“Whiskey Before Breakfast” is one of the most widely played fiddle tunes in the contemporary bluegrass and old-time canons, and one whose origins are genuinely contested. The tune is generally credited to Andy De Jarlis, the influential mid-20th-century Manitoba fiddler, whose copyrighted arrangement appeared in his 1957 collection Canadian Fiddle Tunes from Red River Valley. De Jarlis himself was credited only for the arrangement, however — a footnote suggesting the tune predated his version.
The tune is a longtime favorite in Métis fiddle culture across the Canadian prairies, particularly in Manitoba, where De Jarlis had Métis ancestry.
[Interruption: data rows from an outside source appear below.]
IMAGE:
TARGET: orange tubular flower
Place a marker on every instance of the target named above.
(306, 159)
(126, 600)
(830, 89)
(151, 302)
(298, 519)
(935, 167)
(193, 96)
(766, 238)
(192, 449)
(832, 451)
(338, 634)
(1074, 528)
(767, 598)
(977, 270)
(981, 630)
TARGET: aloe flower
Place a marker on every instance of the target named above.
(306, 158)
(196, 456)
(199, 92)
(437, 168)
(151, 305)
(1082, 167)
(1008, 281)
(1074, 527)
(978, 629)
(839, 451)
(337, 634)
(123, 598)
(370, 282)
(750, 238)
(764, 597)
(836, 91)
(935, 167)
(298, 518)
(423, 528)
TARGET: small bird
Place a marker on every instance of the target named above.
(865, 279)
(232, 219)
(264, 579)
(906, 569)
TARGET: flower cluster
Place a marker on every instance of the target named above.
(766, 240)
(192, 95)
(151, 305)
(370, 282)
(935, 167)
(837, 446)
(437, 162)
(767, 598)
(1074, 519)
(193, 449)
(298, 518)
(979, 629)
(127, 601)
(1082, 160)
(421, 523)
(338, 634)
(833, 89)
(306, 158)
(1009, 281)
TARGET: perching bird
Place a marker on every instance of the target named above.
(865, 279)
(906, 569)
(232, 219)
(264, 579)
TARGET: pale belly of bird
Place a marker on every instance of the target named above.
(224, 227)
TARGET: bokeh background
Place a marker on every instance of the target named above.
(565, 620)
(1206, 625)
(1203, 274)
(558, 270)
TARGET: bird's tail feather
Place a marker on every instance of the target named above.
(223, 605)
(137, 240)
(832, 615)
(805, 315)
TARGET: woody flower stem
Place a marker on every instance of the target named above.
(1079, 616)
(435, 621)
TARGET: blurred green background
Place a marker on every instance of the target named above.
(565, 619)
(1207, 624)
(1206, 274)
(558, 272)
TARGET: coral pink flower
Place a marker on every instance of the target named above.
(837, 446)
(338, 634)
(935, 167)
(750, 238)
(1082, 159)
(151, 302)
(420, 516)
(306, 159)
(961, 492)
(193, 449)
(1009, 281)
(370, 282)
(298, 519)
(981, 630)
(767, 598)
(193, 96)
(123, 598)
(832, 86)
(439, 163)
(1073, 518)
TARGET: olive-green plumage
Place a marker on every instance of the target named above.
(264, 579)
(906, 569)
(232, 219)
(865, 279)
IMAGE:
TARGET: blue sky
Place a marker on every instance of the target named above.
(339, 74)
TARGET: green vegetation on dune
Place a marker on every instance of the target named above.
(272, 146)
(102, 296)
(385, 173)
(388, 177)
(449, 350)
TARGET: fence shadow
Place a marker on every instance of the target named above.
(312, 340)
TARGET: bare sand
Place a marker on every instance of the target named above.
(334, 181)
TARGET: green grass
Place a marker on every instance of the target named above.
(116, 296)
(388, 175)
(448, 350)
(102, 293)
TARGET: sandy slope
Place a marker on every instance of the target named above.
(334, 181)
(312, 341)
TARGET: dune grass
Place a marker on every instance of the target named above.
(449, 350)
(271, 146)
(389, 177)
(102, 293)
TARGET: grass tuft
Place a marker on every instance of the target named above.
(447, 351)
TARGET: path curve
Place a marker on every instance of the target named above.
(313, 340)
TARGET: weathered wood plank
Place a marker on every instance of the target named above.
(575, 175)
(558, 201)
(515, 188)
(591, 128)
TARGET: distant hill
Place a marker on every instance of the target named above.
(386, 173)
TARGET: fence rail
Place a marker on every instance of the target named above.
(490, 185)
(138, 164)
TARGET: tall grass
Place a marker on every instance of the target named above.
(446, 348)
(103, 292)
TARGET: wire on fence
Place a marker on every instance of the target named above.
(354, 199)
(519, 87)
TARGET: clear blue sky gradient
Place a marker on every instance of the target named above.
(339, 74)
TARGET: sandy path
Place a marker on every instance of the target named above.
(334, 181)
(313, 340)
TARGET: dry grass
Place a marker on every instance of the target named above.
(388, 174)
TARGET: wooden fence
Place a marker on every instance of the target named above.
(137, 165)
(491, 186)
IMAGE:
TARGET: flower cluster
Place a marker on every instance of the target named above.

One persistent oral tradition (recorded by the folklorist Paul Gifford) attributes the tune’s title to a long evening’s drinking session between De Jarlis and the elder Houle — father of fiddler Teddy Boy Houle — the two men playing through the night until the title became literal at dawn.
“Whiskey Before Breakfast” is often used as accompaniment for the quadrille “Reel of Eight” in Canadian Métis dance traditions; the Manitoba fiddler Myllie Barron, born 1910, recalled hearing the tune played for the dance as a boy. The tune crossed the U.S. border through old-time and bluegrass workshop circuits in the 1970s and 1980s and is now a near-universal jam-session call across the contemporary acoustic-music traditions.